Blood disorders are conditions wherein there are problems with the three main components of blood. These three components are red blood cells, white blood cells, and platelets. Each component plays a vital role in our body.
Firstly, the red blood cells are responsible for transporting oxygen from the lungs to the body. Secondly, the white blood cells help fight foreign invaders such as viruses, bacteria, and germs from attacking the body. Lastly, the platelets stop and prevent bleeding.
Furthermore, blood disorders also affect the plasma, responsible for providing the nutrients, hormones, and proteins to the organs that need it.
Blood disorders prevent these main blood components from performing their specific functions, as a result of problems for the human body.
Blood Disorders affecting the Red blood cells
Anemia is a condition wherein red blood cells are not enough to transport oxygen to other parts of the body. This can also result from low hemoglobin – an essential protein inside the red blood cells. There are many forms of anemia. Some are often symptoms of other diseases that can be life-threatening, thus consulting a doctor is necessary.
Types of anemia include:
- iron deficiency anemia
- iron-refractory iron deficiency anemia (IRIDA)

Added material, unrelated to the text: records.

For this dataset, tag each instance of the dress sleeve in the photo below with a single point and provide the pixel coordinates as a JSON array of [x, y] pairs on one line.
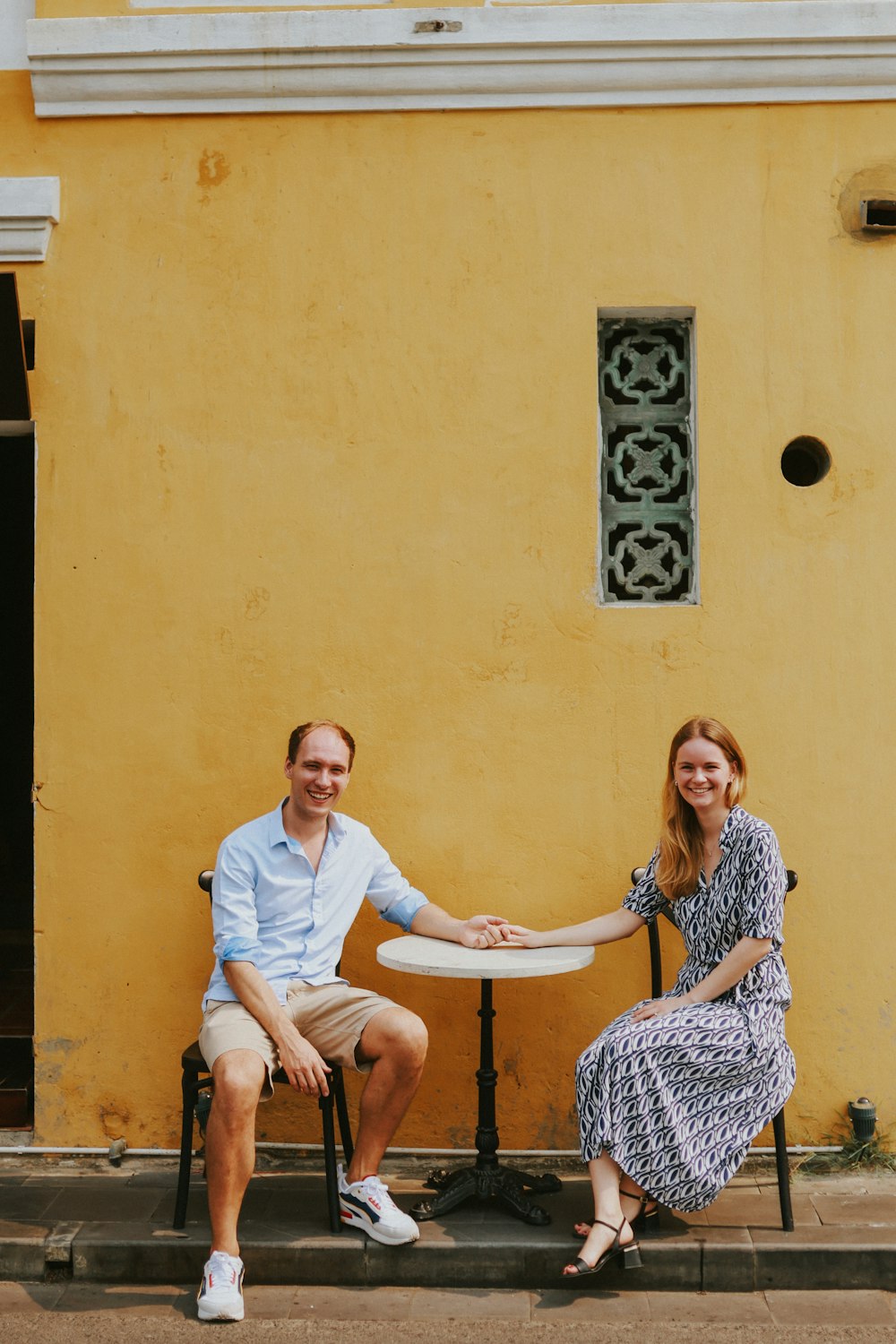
[[764, 887], [645, 898]]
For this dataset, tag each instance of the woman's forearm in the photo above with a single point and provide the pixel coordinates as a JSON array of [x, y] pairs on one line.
[[618, 924]]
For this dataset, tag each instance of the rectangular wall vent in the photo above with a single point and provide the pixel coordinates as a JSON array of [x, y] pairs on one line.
[[879, 215]]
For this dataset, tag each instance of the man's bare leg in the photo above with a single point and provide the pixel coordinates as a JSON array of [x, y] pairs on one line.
[[230, 1142], [395, 1043]]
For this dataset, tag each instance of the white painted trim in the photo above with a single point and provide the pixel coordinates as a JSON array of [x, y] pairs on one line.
[[13, 15], [257, 4], [540, 56], [29, 210]]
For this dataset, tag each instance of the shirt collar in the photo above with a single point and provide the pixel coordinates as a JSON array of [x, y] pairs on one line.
[[731, 825], [277, 835]]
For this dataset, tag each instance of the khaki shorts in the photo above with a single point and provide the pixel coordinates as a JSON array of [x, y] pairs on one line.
[[332, 1018]]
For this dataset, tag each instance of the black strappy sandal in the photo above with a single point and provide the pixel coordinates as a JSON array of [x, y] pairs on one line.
[[630, 1255]]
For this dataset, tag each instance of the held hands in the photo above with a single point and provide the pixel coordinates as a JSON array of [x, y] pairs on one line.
[[484, 932], [303, 1064], [657, 1008], [517, 935]]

- congenital sideroblastic anemia
- megaloblastic anemia
- hemolytic anemia
- sickle cell anemia
- aplastic anemia
- Fanconi anemia
Blood Disorders affecting the White blood cells
Leukemia happens when the bone marrow produces an excessive amount of abnormal white blood cells, which don’t function properly. There are many types of leukemia, and its treatment differs depending on its type and stages. Some types of leukemia need immediate medication, while some don’t.
Lymphoma is cancer that develops in the lymphocytes. Hodgkin and non-Hodgkin are the two main types of Lymphoma. People with this condition commonly experience the same symptoms with other viral diseases such as cold and swelling of the lymph nodes.
Myeloma is a blood cancer in which cancerous plasma cells multiply in the bone marrow and crowd out healthy blood cells. The cancer cells produce abnormal proteins, which can cause organ damage. There is no cure for this condition, but there are treatments that alleviate its symptoms.
Blood Disorders affecting the Platelets
Thrombocythaemia is a clonal myeloproliferative disorder characterized by a persistent increase in platelet count. It is also known as primary thrombocythemia or essential thrombocytosis. The World Health Organization (WHO) categorized all myeloproliferative neoplasms as blood cancers. Although classified as cancer, people with this condition are normally well and need gentle treatments.
Thrombocytopenia occurs when there are too few platelets in circulation. People who have thrombocytopenia don’t have enough platelets to form a blood clot. Thrombocytopenia causes excessive and difficulty in stopping the bleeding during a cut or injury. This condition can affect all people regardless of age, race, and gender but commonly happens 5% of pregnant women before childbirth.